Architects: Tetsuya Nakazono / naf architect & design
Location: Hiroshima, Japan
Engineer: Kenji Nawa / NAWAKENJI-M
Program: Single family residence
Site area: 172.55 sqm
Building area: 61.38 sqm
Total floor area: 114.50 sqm
Project Year: 2009
Photographs: Noriyuki Yano / Nacasa & Partners
The site is located in a district where many traditional sake breweries preserve good old Japanese street with plaster and charred cedar walls. In winter, during sake brewing season, a cloud of steam comes out from red brick chimneys of the breweries and the scent of sake wafts in the air. “Charred Cedar House” stands in such neighborhood.
Fence made of charred cedar shields three sides of the plot to save the privacy; east side from an adjacent house, north and south side from public parking where cars come and go around the clock. West side of the house borders directly nostalgic street of traditional houses and brewery warehouses of white stucco. The house remains open to the street to blend in the scene although trees may be planted in the future.
The house consists of three layers of different nature of space. Seen from the street, the first layer is a black box, the second layer void with spindly oblique steel pillars randomly piercing the space and the third layer gable black box floating on top.
In the first layer, there is no conventional Japanese entrance to take off shoes but an entrance hall with sand cushion brick-paved floor which leads directly to all the other rooms; main bedroom, tatami room, bathroom and spiral stairs to upper layers. Entrance hall, tatami room and main bedroom are partitioned by sliding doors and when fully opened, the first layer becomes quasi-outside. Sand cushion bricks were paved in the entrance hall to make a semi-outside/ semi-inside space in terms of material and nature of space which leads gradually to more private space.
From the entrance hall, stairwell partly covered by translucent FRP passes through the second layer, void, and leads directly to the third layer.
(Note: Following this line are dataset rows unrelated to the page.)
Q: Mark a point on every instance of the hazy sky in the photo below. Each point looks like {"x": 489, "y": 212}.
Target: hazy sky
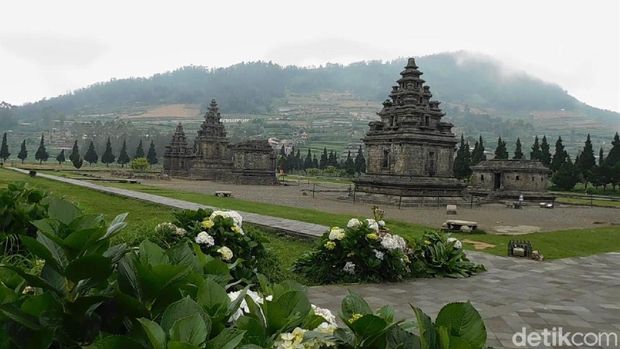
{"x": 51, "y": 47}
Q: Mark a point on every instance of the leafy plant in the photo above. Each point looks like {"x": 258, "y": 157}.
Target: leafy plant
{"x": 19, "y": 205}
{"x": 435, "y": 254}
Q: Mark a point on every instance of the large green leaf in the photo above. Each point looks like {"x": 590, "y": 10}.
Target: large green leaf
{"x": 428, "y": 334}
{"x": 96, "y": 268}
{"x": 155, "y": 334}
{"x": 180, "y": 309}
{"x": 352, "y": 303}
{"x": 463, "y": 321}
{"x": 229, "y": 338}
{"x": 62, "y": 210}
{"x": 190, "y": 329}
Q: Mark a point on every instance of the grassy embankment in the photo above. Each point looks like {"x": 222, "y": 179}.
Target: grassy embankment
{"x": 557, "y": 244}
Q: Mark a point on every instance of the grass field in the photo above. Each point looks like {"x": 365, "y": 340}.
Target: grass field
{"x": 144, "y": 216}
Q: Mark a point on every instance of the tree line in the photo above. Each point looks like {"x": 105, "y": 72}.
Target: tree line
{"x": 108, "y": 157}
{"x": 293, "y": 161}
{"x": 566, "y": 173}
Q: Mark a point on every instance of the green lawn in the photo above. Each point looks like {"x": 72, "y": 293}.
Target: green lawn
{"x": 144, "y": 216}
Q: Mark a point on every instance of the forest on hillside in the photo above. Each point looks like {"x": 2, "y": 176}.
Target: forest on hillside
{"x": 256, "y": 87}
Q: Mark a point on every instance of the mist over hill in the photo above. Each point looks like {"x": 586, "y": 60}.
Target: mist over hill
{"x": 458, "y": 78}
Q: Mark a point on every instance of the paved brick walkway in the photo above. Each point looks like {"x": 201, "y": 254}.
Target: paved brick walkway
{"x": 274, "y": 223}
{"x": 578, "y": 294}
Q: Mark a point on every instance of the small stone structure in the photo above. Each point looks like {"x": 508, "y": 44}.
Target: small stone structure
{"x": 508, "y": 179}
{"x": 214, "y": 158}
{"x": 410, "y": 150}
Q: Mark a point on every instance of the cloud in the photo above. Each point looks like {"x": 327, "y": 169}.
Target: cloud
{"x": 52, "y": 50}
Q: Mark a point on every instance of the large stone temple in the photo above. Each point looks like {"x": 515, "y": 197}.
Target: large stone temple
{"x": 213, "y": 157}
{"x": 410, "y": 150}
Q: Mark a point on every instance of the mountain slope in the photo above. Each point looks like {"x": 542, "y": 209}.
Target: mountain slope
{"x": 455, "y": 78}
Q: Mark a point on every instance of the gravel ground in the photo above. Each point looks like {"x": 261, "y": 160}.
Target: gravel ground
{"x": 491, "y": 217}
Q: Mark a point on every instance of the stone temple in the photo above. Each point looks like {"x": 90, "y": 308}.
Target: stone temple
{"x": 410, "y": 150}
{"x": 213, "y": 157}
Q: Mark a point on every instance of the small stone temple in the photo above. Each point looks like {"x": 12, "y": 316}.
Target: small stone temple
{"x": 214, "y": 158}
{"x": 410, "y": 150}
{"x": 508, "y": 179}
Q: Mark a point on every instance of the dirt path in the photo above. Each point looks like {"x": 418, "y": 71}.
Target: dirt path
{"x": 491, "y": 217}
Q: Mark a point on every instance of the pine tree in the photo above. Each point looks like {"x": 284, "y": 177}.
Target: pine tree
{"x": 75, "y": 157}
{"x": 123, "y": 157}
{"x": 108, "y": 156}
{"x": 61, "y": 157}
{"x": 360, "y": 161}
{"x": 462, "y": 162}
{"x": 308, "y": 160}
{"x": 323, "y": 162}
{"x": 586, "y": 161}
{"x": 613, "y": 156}
{"x": 501, "y": 152}
{"x": 478, "y": 155}
{"x": 518, "y": 152}
{"x": 4, "y": 149}
{"x": 566, "y": 176}
{"x": 545, "y": 153}
{"x": 23, "y": 152}
{"x": 91, "y": 154}
{"x": 536, "y": 153}
{"x": 139, "y": 151}
{"x": 349, "y": 165}
{"x": 151, "y": 157}
{"x": 560, "y": 155}
{"x": 41, "y": 153}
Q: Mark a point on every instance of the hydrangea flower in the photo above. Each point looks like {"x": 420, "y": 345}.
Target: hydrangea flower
{"x": 203, "y": 238}
{"x": 372, "y": 224}
{"x": 354, "y": 223}
{"x": 236, "y": 217}
{"x": 349, "y": 267}
{"x": 225, "y": 252}
{"x": 457, "y": 243}
{"x": 336, "y": 233}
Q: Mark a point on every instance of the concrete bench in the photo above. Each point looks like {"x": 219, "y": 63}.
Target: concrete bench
{"x": 223, "y": 193}
{"x": 450, "y": 209}
{"x": 457, "y": 225}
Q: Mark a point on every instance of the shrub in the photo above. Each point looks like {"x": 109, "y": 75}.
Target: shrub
{"x": 436, "y": 254}
{"x": 139, "y": 164}
{"x": 367, "y": 251}
{"x": 221, "y": 234}
{"x": 20, "y": 204}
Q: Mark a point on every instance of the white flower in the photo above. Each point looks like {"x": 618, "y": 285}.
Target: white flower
{"x": 393, "y": 242}
{"x": 457, "y": 243}
{"x": 336, "y": 233}
{"x": 325, "y": 314}
{"x": 243, "y": 308}
{"x": 379, "y": 254}
{"x": 372, "y": 224}
{"x": 225, "y": 252}
{"x": 236, "y": 217}
{"x": 203, "y": 238}
{"x": 349, "y": 267}
{"x": 354, "y": 223}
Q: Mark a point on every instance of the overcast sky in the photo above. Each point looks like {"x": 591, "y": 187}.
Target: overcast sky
{"x": 51, "y": 47}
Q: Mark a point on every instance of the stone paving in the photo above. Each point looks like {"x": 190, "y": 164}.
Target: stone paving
{"x": 269, "y": 222}
{"x": 578, "y": 294}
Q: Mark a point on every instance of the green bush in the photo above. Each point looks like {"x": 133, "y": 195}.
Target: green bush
{"x": 435, "y": 254}
{"x": 139, "y": 164}
{"x": 20, "y": 204}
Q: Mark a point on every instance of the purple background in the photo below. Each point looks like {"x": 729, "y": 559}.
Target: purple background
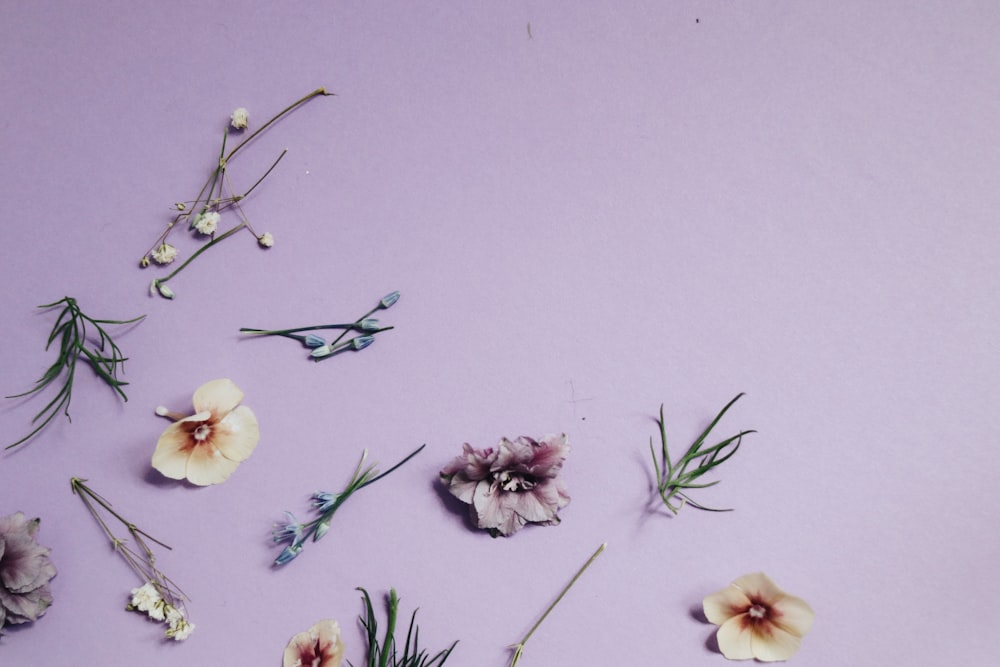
{"x": 636, "y": 204}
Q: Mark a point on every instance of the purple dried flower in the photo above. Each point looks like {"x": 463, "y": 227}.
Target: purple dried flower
{"x": 510, "y": 486}
{"x": 25, "y": 572}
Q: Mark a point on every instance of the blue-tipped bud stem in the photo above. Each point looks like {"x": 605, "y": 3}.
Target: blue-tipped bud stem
{"x": 389, "y": 299}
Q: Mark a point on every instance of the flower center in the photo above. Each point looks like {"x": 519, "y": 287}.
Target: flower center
{"x": 512, "y": 481}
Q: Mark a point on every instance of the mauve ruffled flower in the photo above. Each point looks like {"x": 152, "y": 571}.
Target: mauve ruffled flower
{"x": 25, "y": 572}
{"x": 319, "y": 646}
{"x": 757, "y": 619}
{"x": 513, "y": 485}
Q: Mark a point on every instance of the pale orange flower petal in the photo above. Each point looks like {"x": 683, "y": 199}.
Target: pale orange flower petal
{"x": 769, "y": 643}
{"x": 319, "y": 646}
{"x": 237, "y": 435}
{"x": 759, "y": 587}
{"x": 723, "y": 605}
{"x": 793, "y": 614}
{"x": 735, "y": 637}
{"x": 207, "y": 465}
{"x": 219, "y": 396}
{"x": 172, "y": 452}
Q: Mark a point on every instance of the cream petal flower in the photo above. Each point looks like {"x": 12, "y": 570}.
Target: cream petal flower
{"x": 757, "y": 619}
{"x": 319, "y": 646}
{"x": 206, "y": 448}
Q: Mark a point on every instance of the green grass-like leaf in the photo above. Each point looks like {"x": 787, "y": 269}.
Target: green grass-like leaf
{"x": 384, "y": 653}
{"x": 73, "y": 329}
{"x": 675, "y": 479}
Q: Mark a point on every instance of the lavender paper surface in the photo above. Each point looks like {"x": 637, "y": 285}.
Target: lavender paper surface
{"x": 590, "y": 209}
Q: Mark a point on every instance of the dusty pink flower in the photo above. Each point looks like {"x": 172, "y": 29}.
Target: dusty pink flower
{"x": 206, "y": 447}
{"x": 510, "y": 486}
{"x": 25, "y": 572}
{"x": 757, "y": 619}
{"x": 319, "y": 646}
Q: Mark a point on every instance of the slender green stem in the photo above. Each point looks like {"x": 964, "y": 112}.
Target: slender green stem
{"x": 519, "y": 647}
{"x": 289, "y": 108}
{"x": 214, "y": 241}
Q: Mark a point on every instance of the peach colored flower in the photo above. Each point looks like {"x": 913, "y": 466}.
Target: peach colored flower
{"x": 206, "y": 447}
{"x": 319, "y": 646}
{"x": 757, "y": 619}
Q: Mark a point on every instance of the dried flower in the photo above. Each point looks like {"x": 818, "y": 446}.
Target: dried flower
{"x": 217, "y": 195}
{"x": 159, "y": 598}
{"x": 206, "y": 447}
{"x": 673, "y": 479}
{"x": 239, "y": 119}
{"x": 326, "y": 504}
{"x": 510, "y": 486}
{"x": 319, "y": 646}
{"x": 757, "y": 619}
{"x": 319, "y": 348}
{"x": 25, "y": 572}
{"x": 207, "y": 222}
{"x": 385, "y": 653}
{"x": 164, "y": 254}
{"x": 75, "y": 330}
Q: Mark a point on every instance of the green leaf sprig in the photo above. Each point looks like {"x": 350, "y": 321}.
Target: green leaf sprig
{"x": 385, "y": 653}
{"x": 675, "y": 479}
{"x": 74, "y": 330}
{"x": 211, "y": 201}
{"x": 326, "y": 505}
{"x": 365, "y": 326}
Stairwell is covered by FRP in the second layer and only light can be taken into the stairwell. It serves as “light well” during the daytime and diffuses light to first and third layer.
Up in the third layer are living, dining and kitchen. On the floor are two openings; one from the stairwell from the first layer and the other to the second layer, sole access to the open space by ladders. Third layer is wooden structure, and wood beams and roofboards are all exposed. It is a nest-like enclosed space with picture window on the north and south and tiny round windows.
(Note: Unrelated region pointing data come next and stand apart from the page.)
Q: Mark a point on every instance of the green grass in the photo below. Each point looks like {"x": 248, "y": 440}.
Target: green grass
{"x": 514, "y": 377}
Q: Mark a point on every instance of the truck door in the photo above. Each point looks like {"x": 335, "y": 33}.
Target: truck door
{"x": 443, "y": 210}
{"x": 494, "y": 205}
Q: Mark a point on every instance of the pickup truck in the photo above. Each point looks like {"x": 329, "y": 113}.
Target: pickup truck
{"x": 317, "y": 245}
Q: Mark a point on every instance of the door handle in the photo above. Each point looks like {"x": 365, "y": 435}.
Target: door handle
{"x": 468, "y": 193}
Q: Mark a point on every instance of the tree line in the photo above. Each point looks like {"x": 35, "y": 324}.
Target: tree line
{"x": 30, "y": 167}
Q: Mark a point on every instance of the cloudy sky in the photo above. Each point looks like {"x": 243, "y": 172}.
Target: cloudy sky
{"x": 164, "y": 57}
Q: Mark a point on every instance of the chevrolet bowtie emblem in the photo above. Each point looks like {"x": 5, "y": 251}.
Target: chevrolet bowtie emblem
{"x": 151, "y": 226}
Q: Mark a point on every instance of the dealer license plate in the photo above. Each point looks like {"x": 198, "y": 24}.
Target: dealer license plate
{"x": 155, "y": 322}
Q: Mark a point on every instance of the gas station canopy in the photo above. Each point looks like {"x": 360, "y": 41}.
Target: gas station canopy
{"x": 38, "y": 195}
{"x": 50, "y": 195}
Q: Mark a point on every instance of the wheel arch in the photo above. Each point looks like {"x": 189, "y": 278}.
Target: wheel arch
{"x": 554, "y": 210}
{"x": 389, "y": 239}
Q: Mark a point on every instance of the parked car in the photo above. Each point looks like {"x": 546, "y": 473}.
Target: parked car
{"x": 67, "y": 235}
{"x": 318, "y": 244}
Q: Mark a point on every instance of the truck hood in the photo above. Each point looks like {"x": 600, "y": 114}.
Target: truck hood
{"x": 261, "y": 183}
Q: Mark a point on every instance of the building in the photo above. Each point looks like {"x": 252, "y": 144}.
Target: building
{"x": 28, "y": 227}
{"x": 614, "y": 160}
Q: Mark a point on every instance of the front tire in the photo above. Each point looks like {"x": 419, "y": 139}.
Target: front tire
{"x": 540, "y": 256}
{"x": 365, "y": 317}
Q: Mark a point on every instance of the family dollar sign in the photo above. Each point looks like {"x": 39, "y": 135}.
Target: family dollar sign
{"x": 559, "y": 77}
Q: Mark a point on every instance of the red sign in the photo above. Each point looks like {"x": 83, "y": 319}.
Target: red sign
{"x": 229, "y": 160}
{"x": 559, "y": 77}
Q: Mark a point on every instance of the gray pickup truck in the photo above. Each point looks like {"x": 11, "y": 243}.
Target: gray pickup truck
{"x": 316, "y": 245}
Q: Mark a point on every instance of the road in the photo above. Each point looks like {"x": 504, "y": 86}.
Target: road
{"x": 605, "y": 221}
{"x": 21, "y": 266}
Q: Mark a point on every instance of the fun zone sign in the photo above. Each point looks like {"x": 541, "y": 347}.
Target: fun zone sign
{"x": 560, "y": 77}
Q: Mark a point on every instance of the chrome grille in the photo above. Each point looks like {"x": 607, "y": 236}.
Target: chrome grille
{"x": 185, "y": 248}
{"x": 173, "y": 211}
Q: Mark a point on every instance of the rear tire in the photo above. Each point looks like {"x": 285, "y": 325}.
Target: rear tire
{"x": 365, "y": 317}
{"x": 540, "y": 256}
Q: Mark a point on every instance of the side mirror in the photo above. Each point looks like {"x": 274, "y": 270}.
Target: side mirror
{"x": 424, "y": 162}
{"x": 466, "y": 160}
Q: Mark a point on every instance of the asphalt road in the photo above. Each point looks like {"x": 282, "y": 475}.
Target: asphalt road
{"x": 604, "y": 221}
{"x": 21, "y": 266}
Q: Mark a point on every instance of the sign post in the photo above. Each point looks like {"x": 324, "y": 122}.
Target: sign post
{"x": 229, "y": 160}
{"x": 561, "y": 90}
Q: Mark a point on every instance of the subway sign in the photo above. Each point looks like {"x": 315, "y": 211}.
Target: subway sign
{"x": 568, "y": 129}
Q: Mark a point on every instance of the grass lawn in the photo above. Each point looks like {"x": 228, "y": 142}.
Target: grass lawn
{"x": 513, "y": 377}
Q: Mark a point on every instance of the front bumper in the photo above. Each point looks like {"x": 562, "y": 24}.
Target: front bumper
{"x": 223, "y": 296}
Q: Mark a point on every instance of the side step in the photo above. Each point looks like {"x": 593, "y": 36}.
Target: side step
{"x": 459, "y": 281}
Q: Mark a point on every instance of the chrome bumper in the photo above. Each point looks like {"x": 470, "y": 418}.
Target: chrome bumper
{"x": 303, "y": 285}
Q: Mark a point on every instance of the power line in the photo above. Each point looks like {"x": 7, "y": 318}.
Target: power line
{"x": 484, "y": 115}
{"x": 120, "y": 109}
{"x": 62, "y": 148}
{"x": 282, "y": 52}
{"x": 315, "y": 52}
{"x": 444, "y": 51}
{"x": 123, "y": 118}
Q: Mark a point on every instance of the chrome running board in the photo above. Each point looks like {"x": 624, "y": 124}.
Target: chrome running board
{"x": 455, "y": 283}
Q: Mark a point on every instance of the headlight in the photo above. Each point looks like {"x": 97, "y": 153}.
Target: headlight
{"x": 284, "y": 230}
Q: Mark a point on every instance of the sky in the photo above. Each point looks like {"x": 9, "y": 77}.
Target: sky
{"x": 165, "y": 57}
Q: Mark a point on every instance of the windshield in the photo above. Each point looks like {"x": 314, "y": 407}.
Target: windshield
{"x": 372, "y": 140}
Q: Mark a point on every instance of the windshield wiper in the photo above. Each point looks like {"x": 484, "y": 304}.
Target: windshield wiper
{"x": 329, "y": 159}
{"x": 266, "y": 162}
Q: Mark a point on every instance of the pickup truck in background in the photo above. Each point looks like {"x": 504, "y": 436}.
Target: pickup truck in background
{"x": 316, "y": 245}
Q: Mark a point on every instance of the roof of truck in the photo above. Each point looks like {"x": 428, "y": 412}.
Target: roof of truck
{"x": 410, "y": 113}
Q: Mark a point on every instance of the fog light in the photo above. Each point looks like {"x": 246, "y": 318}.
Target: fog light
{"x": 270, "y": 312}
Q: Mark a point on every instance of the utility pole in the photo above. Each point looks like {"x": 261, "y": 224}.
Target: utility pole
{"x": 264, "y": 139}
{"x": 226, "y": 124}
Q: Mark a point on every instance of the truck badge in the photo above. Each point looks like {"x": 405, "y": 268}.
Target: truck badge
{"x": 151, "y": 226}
Down the ladders from the third layer leads one to 360 degree-view of glass walls on the second layer which is assimilated to the open air. There are many one-story houses in the vicinity and view from the second layer stretches over far-off brewery warehouses, town houses and brick chimneys. The second layer, open and transparent, is visibly most accessible from the outside but physically least accessible and deep-set.
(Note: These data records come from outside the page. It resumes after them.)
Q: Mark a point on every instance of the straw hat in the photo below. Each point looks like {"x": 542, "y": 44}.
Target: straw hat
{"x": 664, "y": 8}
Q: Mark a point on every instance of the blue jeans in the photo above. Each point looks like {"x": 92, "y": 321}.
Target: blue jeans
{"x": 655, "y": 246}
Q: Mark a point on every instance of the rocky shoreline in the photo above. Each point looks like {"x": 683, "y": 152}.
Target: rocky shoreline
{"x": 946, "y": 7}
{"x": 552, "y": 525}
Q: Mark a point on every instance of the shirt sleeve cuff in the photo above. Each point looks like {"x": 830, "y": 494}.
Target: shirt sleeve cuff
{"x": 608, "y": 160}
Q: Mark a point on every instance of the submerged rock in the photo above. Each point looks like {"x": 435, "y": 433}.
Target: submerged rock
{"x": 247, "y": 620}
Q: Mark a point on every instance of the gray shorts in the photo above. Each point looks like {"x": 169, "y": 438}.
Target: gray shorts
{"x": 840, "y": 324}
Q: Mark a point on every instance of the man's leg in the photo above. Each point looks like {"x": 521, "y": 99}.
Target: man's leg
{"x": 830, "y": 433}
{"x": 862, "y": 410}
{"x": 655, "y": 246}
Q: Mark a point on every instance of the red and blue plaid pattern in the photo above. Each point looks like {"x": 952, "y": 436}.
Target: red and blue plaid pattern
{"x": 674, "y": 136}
Each layer of the house has different degrees of visible, physical and social accessibility from the outside which simply cannot be measured by the composition of the three layers. The complexity of the relations within the house offers various options for relations to the society.
Steel-frame structure was employed for first and second layers as application of slim materials is available by concentrating the stress. Third layer, on the other hand, employed wooden framework construction method which was developed from traditional Japanese method. Structure of the first and second layers is distinctive with employment of φ100㎜・φ140㎜ steel pipes for first layer andφ60㎜ steel pipes for second layer, all of which are oblique in different angles. In Japan, a seismic country, diameters of pillars tend to be large to resist the force of earthquake and installation of bearing walls with braces tends to be frequent practice. The framework is calculated on the assumption of resistance to enormous force of earthquake which does not exist in everyday life. However, pillars of extremely small diameter can resist vertical and horizontal load simultaneously when correctly tilted and positioned. When this formula is found, the space free from enormous force or conventional structure method floats in the air as natural as up above brunches of trees.